Vorig jaar op zondag 15 maart vierde ik ’s middags mijn eenenzestigste verjaardag. Eigenlijk hield dat feestje al een element van onverantwoordelijkheid in, maar ik had mijn verjaardagsfeestje in 2019 ook al moeten annuleren, toen ‘wegens omstandigheden’ zoals dat zo mooi heet – die omstandigheden spelen geen rol voor het onderhavige betoog en gaan bovendien niemand aan.
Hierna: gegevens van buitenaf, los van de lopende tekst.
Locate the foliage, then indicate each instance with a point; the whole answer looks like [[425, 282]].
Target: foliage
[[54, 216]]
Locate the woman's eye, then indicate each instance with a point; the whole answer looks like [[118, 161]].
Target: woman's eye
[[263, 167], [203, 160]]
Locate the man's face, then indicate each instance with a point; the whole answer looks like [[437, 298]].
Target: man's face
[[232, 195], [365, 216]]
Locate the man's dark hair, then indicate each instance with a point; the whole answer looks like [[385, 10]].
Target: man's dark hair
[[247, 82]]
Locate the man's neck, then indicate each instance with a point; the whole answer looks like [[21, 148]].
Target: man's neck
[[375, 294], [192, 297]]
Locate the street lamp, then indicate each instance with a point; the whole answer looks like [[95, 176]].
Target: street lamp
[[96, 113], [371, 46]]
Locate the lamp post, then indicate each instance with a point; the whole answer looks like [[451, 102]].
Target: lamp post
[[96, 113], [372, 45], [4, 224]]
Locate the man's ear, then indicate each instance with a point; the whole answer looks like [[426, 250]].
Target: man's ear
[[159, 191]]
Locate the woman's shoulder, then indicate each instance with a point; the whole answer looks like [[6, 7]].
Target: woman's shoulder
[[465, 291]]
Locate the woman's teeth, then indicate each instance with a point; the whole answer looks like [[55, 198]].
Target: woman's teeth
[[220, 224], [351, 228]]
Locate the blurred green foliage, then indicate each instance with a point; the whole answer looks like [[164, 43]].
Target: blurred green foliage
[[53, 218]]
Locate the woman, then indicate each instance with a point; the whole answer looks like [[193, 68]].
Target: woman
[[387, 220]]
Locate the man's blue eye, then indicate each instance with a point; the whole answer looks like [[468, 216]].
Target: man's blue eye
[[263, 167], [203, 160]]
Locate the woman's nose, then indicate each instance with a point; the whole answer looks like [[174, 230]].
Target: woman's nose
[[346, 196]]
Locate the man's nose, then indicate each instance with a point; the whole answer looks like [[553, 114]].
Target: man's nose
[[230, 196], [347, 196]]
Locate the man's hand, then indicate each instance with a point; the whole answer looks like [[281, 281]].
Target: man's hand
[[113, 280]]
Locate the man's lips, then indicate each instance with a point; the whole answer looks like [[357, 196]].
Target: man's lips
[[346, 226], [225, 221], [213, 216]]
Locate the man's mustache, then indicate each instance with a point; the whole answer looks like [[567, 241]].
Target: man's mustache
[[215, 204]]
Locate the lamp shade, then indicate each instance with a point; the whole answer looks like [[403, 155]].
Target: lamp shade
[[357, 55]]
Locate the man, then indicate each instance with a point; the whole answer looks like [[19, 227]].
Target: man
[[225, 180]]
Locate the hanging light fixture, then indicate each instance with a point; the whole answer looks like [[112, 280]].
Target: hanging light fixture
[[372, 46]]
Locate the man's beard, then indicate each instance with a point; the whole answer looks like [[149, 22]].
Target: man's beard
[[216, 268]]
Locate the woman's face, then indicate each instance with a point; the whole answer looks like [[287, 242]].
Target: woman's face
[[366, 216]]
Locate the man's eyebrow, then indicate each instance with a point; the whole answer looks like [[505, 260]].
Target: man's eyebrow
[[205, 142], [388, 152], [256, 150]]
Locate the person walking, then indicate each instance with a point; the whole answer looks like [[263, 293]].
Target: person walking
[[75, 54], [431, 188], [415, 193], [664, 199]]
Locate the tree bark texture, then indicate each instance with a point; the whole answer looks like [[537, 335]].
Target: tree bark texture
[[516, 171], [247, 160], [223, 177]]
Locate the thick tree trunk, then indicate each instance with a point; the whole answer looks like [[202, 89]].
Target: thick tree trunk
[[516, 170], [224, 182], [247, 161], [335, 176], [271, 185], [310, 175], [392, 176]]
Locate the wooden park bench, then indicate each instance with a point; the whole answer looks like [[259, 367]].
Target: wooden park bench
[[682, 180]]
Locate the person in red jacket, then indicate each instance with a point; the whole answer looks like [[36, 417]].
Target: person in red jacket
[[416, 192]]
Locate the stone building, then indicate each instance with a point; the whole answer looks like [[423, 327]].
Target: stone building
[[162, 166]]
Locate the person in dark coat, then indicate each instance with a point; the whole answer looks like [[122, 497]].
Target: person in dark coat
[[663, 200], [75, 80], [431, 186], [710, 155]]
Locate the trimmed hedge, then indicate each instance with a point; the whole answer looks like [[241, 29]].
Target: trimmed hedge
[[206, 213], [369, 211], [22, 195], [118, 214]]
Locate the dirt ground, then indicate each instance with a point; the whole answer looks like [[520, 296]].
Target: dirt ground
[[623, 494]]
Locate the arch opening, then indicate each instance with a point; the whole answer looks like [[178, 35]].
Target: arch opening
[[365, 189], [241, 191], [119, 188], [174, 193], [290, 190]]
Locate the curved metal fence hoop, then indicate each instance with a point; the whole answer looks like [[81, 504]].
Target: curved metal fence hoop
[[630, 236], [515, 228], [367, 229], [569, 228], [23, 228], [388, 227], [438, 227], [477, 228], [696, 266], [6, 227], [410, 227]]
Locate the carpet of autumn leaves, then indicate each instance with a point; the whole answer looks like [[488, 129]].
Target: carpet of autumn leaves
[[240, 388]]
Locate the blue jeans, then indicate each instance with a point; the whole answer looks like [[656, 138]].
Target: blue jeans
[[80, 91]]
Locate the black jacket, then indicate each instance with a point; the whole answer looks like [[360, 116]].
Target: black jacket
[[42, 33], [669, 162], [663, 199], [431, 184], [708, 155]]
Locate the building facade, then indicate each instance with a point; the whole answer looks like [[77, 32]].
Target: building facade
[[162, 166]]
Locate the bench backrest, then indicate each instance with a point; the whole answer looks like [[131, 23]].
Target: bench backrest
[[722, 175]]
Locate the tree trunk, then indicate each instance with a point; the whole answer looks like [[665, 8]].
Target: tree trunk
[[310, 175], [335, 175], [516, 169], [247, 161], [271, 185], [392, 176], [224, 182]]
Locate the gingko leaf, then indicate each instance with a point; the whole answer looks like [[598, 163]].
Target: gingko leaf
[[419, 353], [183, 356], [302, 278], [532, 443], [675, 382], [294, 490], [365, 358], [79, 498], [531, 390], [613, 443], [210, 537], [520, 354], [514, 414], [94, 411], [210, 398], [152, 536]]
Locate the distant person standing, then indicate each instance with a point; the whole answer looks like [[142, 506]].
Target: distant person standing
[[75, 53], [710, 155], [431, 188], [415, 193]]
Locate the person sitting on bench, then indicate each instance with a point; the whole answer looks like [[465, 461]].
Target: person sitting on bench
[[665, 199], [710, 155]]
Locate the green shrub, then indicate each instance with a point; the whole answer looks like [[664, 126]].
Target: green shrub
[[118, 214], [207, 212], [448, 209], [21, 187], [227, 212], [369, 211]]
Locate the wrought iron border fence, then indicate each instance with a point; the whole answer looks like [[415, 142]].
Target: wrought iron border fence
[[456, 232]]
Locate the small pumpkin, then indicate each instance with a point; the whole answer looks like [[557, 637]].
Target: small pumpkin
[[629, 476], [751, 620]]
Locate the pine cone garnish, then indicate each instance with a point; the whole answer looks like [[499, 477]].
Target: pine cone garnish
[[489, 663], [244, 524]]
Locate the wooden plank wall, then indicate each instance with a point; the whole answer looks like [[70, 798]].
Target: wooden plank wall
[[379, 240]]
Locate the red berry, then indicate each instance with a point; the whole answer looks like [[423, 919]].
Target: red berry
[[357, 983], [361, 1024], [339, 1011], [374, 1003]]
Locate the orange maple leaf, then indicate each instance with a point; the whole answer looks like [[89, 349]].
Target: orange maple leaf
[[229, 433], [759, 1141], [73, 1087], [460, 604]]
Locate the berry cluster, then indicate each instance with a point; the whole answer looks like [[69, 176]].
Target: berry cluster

Maar ze waren ernstig genoeg om een verjaardagsfeestje uit te stellen (en dat uitstel werd uiteindelijk afstel).
Overigens is niemand besmet geraakt op mijn verjaardagsfeestje.
Maar goed, op die zondag in maart gonsde het al volop van de Covid-19- of corona-rumoeren. Verschillende genodigden hadden vanwege de pandemie afgezegd en verstek laten gaan. Desalniettemin ontwikkelde de middag zich als heel genoeglijk, het gezelschap nog onwetend van het feit dat deze specifieke soort van sociabiliteit spoedig gedoemd zou zijn hetzij zich niet meer voor te doen hetzij ondergronds te gaan.
Om half zes meldde iemand in het gezelschap, de ogen gericht op een beeldschermpje, dat om zes uur alle uitgaansgelegenheden dicht zouden gaan – het begin van de neersluiting van Nederland. Wij, mijn kinderen en ik, hadden voor die dag gepland om het qua eten gemakkelijk te houden door aan het begin van de avond een ‘maaltijd’ bij de bekendste snelvoerrestauratie van de wereld te gaan halen, je weet wel: karton en tempex, maar alles volledig verantwoord.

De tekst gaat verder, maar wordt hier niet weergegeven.